The Oblation is the iconic symbol of the University of the Philippines, represented by a man with arms wide-stretched and face facing up, symbolizing selfless offering of one’s self to his country.
The Oblation was made by Professor Guillermo E. Tolentino with the help of Anastacio T. Caedo, his student apprentice. According to a book tribute to Guillermo Tolentino, it was Caedo, not director-actor Fernando Poe, Sr. (as popularly rumored), who served as the model for the sculpture. Caedo would later become a professor of Fine Arts in the University and the successor of the deceased Guillermo Tolentino. Acquiring great skills and talents from his guru, Professor Anastacio Caedo achieved great accomplishment not only in the Philippines, but worldwide. He built a monument of Dr. Jose Rizal for the German government that was installed in famous Jose Rizal Park in Idelstien, Germany among others.
The idea for the Oblation was first conceived during presidency of Rafael Palma, who was the one to commission Tolentino to make the sculpture. Palma requested that the statue would be based on the second verse of Jose Rizal’s Mi Ultimo Adios;
“ In fields of battle, deliriously fighting,
Others give you their lives, without doubt, without regret;
Where there’s cypress, laurel or lily,
On a plank or open field, in combat or cruel martyrdom,
If the home or country asks, it’s all the same–it matters not.”
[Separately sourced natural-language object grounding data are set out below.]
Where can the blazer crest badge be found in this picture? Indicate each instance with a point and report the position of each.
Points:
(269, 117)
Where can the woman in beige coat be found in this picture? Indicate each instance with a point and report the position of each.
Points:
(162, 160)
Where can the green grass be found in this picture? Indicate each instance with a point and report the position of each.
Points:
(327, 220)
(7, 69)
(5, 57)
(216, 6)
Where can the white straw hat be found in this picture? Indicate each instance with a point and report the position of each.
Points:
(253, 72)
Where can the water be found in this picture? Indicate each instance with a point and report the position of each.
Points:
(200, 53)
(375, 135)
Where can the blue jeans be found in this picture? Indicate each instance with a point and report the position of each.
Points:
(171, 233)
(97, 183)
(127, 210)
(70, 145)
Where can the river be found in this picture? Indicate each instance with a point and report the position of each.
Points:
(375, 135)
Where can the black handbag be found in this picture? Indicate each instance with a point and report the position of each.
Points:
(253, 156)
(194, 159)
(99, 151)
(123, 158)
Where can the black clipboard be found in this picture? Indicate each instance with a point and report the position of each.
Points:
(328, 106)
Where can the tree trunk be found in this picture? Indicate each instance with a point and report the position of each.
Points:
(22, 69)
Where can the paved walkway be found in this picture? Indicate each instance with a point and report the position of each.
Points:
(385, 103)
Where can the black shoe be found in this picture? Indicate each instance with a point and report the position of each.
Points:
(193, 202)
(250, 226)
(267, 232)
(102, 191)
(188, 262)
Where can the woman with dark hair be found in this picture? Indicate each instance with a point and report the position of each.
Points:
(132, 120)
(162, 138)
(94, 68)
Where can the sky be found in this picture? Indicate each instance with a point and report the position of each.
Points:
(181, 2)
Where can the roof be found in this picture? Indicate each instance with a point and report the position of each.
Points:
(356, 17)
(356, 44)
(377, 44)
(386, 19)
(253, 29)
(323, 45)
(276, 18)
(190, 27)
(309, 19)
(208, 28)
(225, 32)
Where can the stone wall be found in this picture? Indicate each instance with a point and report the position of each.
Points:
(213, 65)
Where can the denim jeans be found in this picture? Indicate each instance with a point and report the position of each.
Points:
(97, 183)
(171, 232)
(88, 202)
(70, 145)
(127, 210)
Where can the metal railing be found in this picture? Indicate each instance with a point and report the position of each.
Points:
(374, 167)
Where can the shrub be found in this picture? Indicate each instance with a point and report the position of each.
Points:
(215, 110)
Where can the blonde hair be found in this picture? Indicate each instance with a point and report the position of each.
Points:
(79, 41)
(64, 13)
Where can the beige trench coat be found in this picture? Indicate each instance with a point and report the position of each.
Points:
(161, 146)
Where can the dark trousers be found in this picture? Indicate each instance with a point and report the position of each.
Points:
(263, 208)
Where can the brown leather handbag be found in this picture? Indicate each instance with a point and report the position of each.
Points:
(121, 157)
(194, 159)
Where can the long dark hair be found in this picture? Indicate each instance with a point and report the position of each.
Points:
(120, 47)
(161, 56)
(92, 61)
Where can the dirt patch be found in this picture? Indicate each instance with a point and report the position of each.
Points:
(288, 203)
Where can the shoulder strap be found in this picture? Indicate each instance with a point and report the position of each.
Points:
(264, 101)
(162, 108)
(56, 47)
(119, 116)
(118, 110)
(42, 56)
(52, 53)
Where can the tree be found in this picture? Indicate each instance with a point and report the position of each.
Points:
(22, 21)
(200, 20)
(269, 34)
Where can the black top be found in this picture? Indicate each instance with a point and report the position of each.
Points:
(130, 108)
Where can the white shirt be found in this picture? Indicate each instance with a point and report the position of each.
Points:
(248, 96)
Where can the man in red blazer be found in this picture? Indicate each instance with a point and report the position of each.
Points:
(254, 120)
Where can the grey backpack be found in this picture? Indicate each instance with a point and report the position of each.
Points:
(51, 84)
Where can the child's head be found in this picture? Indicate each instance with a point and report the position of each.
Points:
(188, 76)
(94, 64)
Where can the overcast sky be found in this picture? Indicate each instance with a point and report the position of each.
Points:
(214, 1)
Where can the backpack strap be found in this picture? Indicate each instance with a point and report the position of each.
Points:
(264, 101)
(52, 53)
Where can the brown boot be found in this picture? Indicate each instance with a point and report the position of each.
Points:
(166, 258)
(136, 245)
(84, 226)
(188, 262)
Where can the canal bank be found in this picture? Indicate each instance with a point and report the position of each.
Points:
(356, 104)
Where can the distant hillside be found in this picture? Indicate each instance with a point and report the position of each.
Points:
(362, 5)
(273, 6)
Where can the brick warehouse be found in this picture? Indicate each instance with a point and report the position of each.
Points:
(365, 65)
The concrete sculpture painted to look like bronze, measures 3.5 meters in height, symbolizing the 350 years of Spanish rule in the Philippines. The sculpture is replete with references of selfless dedication and service to the nation, and as Tolentino himself describes it;
“The completely nude figure of a young man with outstretched arms and open hands, with tilted head, closed eyes and parted lips murmuring a prayer, with breast forward in the act of offering himself, is my interpretation of that sublime stanza. It symbolizes all the unknown heroes who fell during the night. The statue stands on a rustic base, a stylized rugged shape of the Philippine archipelago, lined with big and small hard rocks, each of which represents an island. The “katakataka” (wonder plant) whose roots are tightly implanted on Philippine soil, is the link that binds the symbolized figure to the allegorical Philippine Group. “Katakataka” is really a wonder plant. It is called siempre vivo (always alive) in Spanish. A leaf or a piece of it thrown anywhere will sprout into a young plant. Hence, it symbolizes the deep-rooted patriotism in the heart of our heroes. Such patriotism continually and forever grows anywhere in the Philippines. ”
Originally, the statue was completely naked, but, as morality was prevaling at that time, it was modified by former U.P. President Jorge Bocobo with the addition of a fig leaf to cover the genitals. The sculpture was funded by the UP students of 1935-1936, and was presided by Potenciano Illusorio and Jose B. Laurel, Jr., presidents of the student council during the first and second semester respectively and was dedicated on March 1939 at the University’s Manila campus where it stayed until February 1949, when the main administrative offices of the university moved to the new Diliman campus in Quezon City. The transfer of the Oblation to its new home served as the highlight of the move from Manila, which is historically referred to as the Exodus. The sculpture in front of the Quezon Hall at Diliman was installed facing west, purportedly a tribute to the American roots of the university. Today, that sculpture is only a bronze replica (which was recast from the original in Italy, in 1950, under the supervision of Tolentino himself) dedicated on UP’s Golden Jubilee on November 29, 1958. The original sculpture is being kept at the Main Library (Gonzalez Hall), the former site of the UP College of Fine Arts, where Tolentino taught.
Several replicas of the Oblation were made for campuses of the University of the Philippines, some by national artist, Napoleon Abueva. 2005 national artist nominee Glenn Bautista, likewise, did his celebrated version of the Oblation in pen and ink as part of his schoolplates at the UP College of Fine Art under Professor Rebilion. The sculpture was registered at the Intellectual Property Office in the year 2004. Being the main symbol of the university, the Oblation is the centerpiece of many UP-related logos, like those of the Philippine Collegian and other official student publications, the UP Cooperative, and the UP centennial emblem.